Jesse Snyder
CAYLEY, ALTA. — Western separatists, dismayed by the current direction of Erin O’Toole’s Conservative Party this election, are drawing inspiration from an unlikely source: the Bloc Québécois.
“We can learn from Quebec,” said Jay Hill, interim leader of the Maverick Party, formerly known as Wexit Canada.
Resentments among some in the West toward Ottawa continue to run high in Western provinces, particularly in Alberta and Saskatchewan, where frustrations are mounting over a perceived lack of appreciation for its oil and gas industry and a federal transfer system that has starved the West of much-needed revenues.
In response, prairie separatists are seeking to establish a party that, similar to the Bloc, would act exclusively in the interests of the West as a way to elevate its profile within the federation and push for policies more supportive of a fossil fuel-based economy. Their bid comes as Liberal leader Justin Trudeau seeks to re-establish a majority government on election day Sept. 20, and as support among right-leaning voters for the Conservative Party of Canada has waned.
To ensure a purely Western orientation, the Maverick Party’s 27 candidates are running solely in prairie provinces and northern territories. Their pitch is simple: for decades, voters in Alberta, Saskatchewan, and mainland B.C. have almost uniformly supported a common vision, only to stand by as Ottawa crafts policies that appease the desires of Quebec and Ontario. The only antidote, they say, is true regional representation.
“Wrapping ourselves in the Maple Leaf Flag only ensures, as patriots, that we will continue to be abused by central and eastern Canada,” said Hill, a former member of Parliament for the Conservatives for 17 years.

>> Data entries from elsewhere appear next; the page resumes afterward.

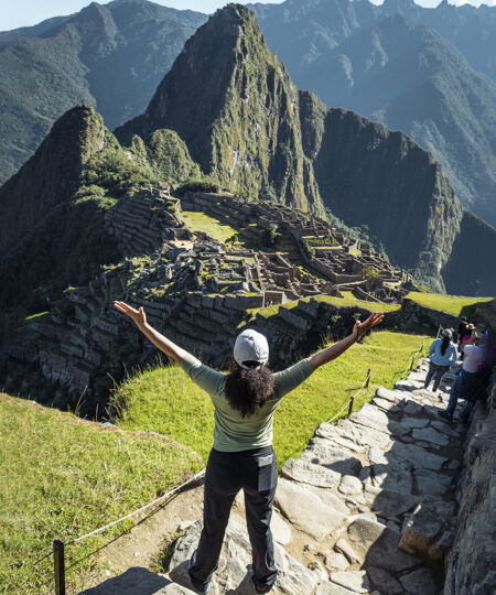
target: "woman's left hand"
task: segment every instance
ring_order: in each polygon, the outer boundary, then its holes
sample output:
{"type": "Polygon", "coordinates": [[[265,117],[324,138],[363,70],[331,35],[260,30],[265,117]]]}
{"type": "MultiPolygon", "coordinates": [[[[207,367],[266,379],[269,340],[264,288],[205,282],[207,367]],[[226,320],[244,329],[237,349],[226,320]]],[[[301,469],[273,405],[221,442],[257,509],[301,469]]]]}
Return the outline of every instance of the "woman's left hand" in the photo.
{"type": "Polygon", "coordinates": [[[144,326],[147,324],[147,314],[144,314],[142,307],[136,310],[126,302],[114,302],[114,306],[117,307],[119,312],[122,312],[122,314],[129,316],[136,325],[144,326]]]}
{"type": "Polygon", "coordinates": [[[353,336],[356,340],[358,340],[360,337],[365,335],[365,333],[371,328],[373,326],[376,326],[377,324],[381,323],[384,318],[384,312],[376,312],[375,314],[371,314],[366,321],[360,323],[359,321],[356,321],[355,326],[353,327],[353,336]]]}

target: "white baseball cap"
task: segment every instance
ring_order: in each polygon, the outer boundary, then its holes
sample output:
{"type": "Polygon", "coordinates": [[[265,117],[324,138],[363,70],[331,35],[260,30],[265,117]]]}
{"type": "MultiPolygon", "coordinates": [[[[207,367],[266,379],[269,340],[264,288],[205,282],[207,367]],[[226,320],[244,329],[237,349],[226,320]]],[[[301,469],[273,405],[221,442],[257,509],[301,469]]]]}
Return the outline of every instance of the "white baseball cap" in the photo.
{"type": "Polygon", "coordinates": [[[241,368],[258,370],[269,360],[269,344],[262,334],[248,328],[237,336],[233,355],[241,368]],[[252,368],[251,366],[245,366],[245,361],[258,361],[259,365],[252,368]]]}

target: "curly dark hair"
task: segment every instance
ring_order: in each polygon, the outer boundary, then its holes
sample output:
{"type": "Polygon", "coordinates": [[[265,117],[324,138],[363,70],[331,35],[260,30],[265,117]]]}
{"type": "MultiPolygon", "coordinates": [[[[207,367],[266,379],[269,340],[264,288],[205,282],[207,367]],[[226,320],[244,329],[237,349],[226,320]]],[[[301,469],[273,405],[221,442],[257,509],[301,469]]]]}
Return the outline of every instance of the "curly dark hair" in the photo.
{"type": "Polygon", "coordinates": [[[251,416],[272,393],[273,376],[267,366],[247,370],[236,365],[226,378],[226,399],[241,418],[251,416]]]}
{"type": "Polygon", "coordinates": [[[451,343],[451,338],[450,337],[442,337],[443,340],[441,343],[441,355],[444,355],[446,353],[446,349],[451,343]]]}

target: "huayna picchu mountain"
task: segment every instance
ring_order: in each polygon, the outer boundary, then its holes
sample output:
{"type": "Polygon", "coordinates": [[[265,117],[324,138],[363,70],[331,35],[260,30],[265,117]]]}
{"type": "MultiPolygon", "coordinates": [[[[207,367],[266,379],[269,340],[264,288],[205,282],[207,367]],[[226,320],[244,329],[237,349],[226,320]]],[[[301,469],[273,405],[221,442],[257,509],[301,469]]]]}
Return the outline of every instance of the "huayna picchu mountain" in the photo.
{"type": "Polygon", "coordinates": [[[223,185],[322,212],[302,149],[298,89],[251,11],[217,11],[186,42],[145,112],[116,136],[148,142],[157,129],[175,130],[223,185]]]}
{"type": "Polygon", "coordinates": [[[201,26],[145,112],[116,136],[148,143],[169,128],[222,185],[314,213],[328,207],[443,288],[463,212],[439,163],[406,134],[298,91],[246,7],[229,4],[201,26]]]}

Hill, a self-proclaimed “slow learner,” said he has since changed his tune on Canada’s parliamentary system, and is now seeking to consolidate a disgruntled Western voter base that has come to question its place in confederation. That involves proposing a softer version of separation, something like “separation-lite” that favours gradually shaving down Ottawa’s centralized power base and establishing a more distinct Western region.
It could prove a steep climb. Even in Alberta, where separatist sentiment is most prominent, alternative candidates are polling well below mainstream parties. Even so, their numbers are already high enough to influence races at the riding level.
In a recent Leger poll, a measly nine per cent of Alberta respondents said they intended to vote for alternative parties, roughly split between the separatist Maverick Party and Maxime Bernier’s People’s Party of Canada (PPC), which offers a more bare-knuckled populism than strict Western-first policy. Conservative support in the province, meanwhile, sits at 47 per cent, followed by the Liberals (24 per cent) and NDP (17 per cent).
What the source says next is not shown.